Turkish President Recep Tayyip Erdogan urged Syria on Wednesday to withdraw its troops from its military observation posts in northwestern Idlib province where clashes have intensified in recent days.
"At the moment, two of our 12 observation posts are behind the regime's lines. We hope the regime will withdraw from our observation posts before the end of the month of February," he told a meeting of his ruling party in Ankara.
"If the regime does not pull back, Turkey will be obliged to take matters into its own hands."
Eight Turkish troops and civilians were killed on Monday by regime fire in Idlib -- the last opposition bastion in the conflict-torn country.
Turkey killed at least 13 Syrian government troops in response, according to monitors, in the deadliest clashes since Ankara sent troops to Syria in 2016.

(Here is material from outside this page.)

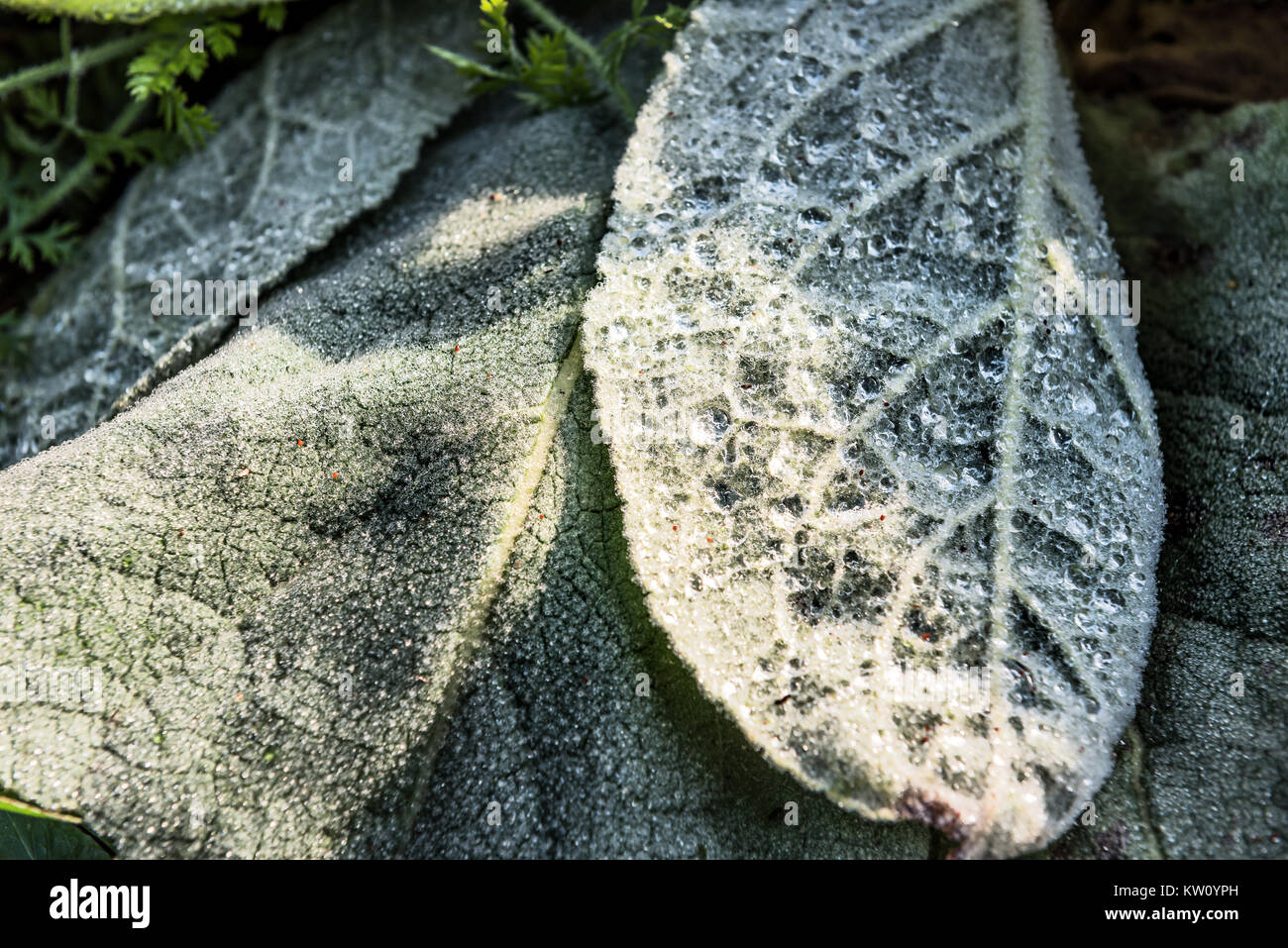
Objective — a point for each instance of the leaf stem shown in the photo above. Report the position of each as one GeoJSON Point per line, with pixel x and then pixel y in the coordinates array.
{"type": "Point", "coordinates": [537, 9]}
{"type": "Point", "coordinates": [73, 62]}
{"type": "Point", "coordinates": [82, 170]}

Erdogan has criticised Russia, a key backer of President Bashar al-Assad's regime, for failing to enforce peace agreements in the region and called for Moscow to "better understand our sensitivities in Syria".
"From now we will not turn a blind eye to any step that constitutes the violation of the agreements," he added.
Erdogan said this week's clashes amounted to a "new era" in Syria, and that any further attacks would be "responded to in kind".
"The air and ground elements of the Turkish armed forces will freely move in the Idlib region and if needed will launch an operation," he said.